There was this bloke who wrote into Metro the other week recounting a tale of how he, a disabled person (the exact nature of his disabilities were not divulged), had bought a first class train ticket. He didn’t absolutely have to travel in first class, it was possible for him to travel in standard class, but he choses to do so because it’s easier for him to get around the first class cabin than it is the standard class cabin. First class rail tickets cost a fortune, but to him the benefits of such a ticket were worth it.
On a recent train journey he shared the first class cabin with a young mother with a child in a push-chair, who was boasting to an apparently unrelated fellow passenger about how she had received a free upgrade from the train staff because she had a child in a push-chair.
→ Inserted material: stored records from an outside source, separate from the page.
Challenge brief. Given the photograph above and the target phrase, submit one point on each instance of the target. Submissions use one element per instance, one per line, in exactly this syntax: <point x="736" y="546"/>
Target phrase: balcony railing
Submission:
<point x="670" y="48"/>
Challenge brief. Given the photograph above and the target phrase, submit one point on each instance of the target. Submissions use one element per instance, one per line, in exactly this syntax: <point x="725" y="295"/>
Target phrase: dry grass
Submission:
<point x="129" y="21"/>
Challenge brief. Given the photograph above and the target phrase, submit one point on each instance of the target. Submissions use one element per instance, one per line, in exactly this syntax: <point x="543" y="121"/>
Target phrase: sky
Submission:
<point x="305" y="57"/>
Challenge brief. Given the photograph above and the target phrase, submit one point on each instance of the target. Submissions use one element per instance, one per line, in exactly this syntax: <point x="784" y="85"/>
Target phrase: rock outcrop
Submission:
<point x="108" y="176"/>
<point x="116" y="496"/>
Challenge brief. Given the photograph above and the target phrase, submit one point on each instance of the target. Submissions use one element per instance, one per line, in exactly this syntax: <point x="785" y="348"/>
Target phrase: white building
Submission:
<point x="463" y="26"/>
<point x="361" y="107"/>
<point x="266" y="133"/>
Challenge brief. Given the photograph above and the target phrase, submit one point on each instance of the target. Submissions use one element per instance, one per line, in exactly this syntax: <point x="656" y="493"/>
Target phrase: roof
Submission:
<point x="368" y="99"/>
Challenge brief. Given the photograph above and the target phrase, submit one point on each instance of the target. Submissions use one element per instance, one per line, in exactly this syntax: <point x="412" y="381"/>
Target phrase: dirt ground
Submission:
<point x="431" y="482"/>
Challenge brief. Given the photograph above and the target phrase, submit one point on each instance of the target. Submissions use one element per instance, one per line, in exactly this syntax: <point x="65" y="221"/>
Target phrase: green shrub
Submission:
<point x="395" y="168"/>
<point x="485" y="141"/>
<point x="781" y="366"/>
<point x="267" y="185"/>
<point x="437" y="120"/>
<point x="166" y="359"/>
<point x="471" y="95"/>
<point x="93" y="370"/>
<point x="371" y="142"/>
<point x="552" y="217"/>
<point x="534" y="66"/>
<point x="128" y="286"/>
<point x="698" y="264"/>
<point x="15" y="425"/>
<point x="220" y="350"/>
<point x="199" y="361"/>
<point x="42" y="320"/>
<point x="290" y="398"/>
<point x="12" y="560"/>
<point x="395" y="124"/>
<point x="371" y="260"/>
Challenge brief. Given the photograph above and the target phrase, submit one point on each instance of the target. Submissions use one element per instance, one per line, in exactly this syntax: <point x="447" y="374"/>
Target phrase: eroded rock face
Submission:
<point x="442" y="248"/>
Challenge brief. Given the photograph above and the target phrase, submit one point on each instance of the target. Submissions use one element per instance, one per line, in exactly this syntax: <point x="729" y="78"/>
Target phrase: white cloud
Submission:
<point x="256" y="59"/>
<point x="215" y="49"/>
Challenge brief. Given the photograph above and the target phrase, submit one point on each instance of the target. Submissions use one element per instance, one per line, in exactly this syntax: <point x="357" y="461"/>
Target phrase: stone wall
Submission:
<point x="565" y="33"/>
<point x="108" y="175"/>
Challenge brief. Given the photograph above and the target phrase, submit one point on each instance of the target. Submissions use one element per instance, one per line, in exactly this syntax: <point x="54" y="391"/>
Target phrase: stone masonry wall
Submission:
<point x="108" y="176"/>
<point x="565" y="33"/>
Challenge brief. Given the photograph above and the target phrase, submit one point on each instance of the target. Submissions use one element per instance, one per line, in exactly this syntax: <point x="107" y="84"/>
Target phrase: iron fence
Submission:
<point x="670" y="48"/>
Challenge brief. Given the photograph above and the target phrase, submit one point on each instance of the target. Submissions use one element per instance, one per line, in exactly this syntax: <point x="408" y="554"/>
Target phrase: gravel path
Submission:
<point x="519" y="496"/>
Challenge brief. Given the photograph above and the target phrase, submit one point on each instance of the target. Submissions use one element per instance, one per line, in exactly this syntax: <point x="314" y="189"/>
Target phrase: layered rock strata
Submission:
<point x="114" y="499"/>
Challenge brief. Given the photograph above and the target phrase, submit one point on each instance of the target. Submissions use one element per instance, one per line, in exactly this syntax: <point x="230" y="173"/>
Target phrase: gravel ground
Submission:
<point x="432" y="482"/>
This enraged the author of the letter, because this woman had received a free upgrade to first class due to self-inflicted inconvenience brought about by her decision to have a child, whereas his disability was most certainly not acquired by choice and yet no such preferential treatment was extended to him.
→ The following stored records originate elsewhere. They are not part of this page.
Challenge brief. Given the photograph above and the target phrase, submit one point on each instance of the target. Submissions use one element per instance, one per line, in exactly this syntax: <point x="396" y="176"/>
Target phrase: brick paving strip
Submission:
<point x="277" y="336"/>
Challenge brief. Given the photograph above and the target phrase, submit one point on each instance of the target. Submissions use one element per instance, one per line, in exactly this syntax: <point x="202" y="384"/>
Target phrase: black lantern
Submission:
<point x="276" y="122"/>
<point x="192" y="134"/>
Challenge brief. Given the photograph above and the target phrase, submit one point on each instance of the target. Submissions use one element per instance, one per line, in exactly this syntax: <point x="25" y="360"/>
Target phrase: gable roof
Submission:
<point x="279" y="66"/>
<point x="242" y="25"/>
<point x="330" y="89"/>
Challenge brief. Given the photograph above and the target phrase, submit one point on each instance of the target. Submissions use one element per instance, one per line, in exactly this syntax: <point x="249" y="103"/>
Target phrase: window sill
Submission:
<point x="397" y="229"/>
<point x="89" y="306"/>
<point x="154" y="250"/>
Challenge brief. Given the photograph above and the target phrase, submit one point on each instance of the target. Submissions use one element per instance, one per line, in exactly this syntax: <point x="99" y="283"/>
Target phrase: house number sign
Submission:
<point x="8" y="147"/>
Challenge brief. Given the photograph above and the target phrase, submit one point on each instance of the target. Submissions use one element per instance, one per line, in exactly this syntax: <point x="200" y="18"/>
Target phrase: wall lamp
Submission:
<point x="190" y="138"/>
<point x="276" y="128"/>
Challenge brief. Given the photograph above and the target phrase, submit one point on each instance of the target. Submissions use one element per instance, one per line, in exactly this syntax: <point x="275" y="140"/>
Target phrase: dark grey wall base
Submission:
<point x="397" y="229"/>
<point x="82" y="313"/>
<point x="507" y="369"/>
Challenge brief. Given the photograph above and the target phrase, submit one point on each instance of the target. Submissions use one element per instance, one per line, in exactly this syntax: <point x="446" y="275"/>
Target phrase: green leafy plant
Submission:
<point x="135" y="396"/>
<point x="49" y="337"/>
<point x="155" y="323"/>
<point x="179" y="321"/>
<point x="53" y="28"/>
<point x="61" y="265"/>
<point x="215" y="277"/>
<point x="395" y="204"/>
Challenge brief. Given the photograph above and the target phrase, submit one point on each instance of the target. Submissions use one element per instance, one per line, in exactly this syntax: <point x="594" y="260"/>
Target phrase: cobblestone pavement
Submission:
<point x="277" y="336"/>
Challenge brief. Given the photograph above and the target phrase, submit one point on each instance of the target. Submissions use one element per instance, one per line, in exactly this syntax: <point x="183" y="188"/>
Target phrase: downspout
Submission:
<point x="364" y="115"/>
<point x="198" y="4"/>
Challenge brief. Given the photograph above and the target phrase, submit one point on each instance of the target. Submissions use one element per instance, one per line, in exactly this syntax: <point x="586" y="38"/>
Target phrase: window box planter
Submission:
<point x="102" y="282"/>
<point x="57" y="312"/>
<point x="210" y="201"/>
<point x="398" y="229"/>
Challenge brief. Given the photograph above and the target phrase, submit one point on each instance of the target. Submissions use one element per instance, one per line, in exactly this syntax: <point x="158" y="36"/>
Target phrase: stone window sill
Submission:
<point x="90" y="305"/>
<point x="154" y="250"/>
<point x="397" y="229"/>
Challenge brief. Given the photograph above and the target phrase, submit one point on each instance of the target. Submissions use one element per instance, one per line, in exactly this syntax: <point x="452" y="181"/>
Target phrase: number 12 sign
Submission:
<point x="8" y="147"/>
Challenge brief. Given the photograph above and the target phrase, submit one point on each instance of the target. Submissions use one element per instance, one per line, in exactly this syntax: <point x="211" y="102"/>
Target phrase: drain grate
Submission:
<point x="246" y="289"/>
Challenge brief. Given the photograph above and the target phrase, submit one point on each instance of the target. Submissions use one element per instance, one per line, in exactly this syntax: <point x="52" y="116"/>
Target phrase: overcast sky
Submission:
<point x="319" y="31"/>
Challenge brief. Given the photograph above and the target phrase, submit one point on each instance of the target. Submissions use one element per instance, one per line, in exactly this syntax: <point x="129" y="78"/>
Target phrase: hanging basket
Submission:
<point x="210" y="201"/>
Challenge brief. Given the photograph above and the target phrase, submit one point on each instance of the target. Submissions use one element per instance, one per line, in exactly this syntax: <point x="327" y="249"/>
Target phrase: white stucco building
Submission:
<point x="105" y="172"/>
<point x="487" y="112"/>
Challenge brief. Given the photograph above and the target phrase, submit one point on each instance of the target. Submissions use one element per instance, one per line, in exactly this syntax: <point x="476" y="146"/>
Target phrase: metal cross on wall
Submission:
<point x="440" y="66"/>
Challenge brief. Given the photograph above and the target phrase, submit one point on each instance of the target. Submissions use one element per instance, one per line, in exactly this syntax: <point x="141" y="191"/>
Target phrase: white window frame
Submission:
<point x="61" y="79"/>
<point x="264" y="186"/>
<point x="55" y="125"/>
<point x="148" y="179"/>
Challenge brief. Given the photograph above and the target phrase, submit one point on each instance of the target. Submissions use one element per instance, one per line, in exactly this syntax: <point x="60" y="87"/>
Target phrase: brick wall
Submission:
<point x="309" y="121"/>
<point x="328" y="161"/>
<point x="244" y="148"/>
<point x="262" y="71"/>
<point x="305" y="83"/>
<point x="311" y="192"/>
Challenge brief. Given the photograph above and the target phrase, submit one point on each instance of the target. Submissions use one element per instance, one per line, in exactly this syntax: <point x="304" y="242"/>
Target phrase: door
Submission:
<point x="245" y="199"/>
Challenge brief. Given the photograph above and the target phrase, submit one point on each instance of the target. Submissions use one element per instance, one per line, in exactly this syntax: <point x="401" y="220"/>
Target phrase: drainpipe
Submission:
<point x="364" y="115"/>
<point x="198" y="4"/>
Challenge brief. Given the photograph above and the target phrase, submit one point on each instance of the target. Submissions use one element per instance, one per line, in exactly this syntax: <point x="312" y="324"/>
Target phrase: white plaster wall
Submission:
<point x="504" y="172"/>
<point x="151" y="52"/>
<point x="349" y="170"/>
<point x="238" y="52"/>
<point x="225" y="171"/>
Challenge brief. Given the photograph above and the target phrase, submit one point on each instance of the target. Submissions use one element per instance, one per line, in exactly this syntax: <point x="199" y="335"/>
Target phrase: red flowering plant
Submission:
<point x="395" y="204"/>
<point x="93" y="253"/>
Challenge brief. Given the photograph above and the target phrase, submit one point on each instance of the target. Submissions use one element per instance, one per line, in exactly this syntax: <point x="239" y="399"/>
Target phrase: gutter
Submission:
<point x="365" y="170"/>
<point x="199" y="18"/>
Frankly, he had every right to be enraged. It’s rapidly becoming a common perception that parents are somehow “disabled” because of their offspring and are thus being afforded luxuries such as “parent and child” parking spaces outside the entrance to supermarkets, fast-track priority boarding on aircraft (presumably so the child can practice the crying that it intends on doing for the whole flight) and now, apparently, free first class rail ticket upgrades.
Let’s make no mistake here, with very very few exceptions, the decision to have a chid is entirely voluntary. It is something that you inflict upon yourself, you’re making a rod for your own back, both financially and practically, and your offspring should be nobody else’s responsibility but your own. You should not be entitled to special treatment at the expense of others, especially those who’ve chosen NOT to contribute to the planet’s vastly unsustainable population growth. It was your choice and if you’re not up to dealing with the consequences of your decision then you perhaps should have not procreated in the first place.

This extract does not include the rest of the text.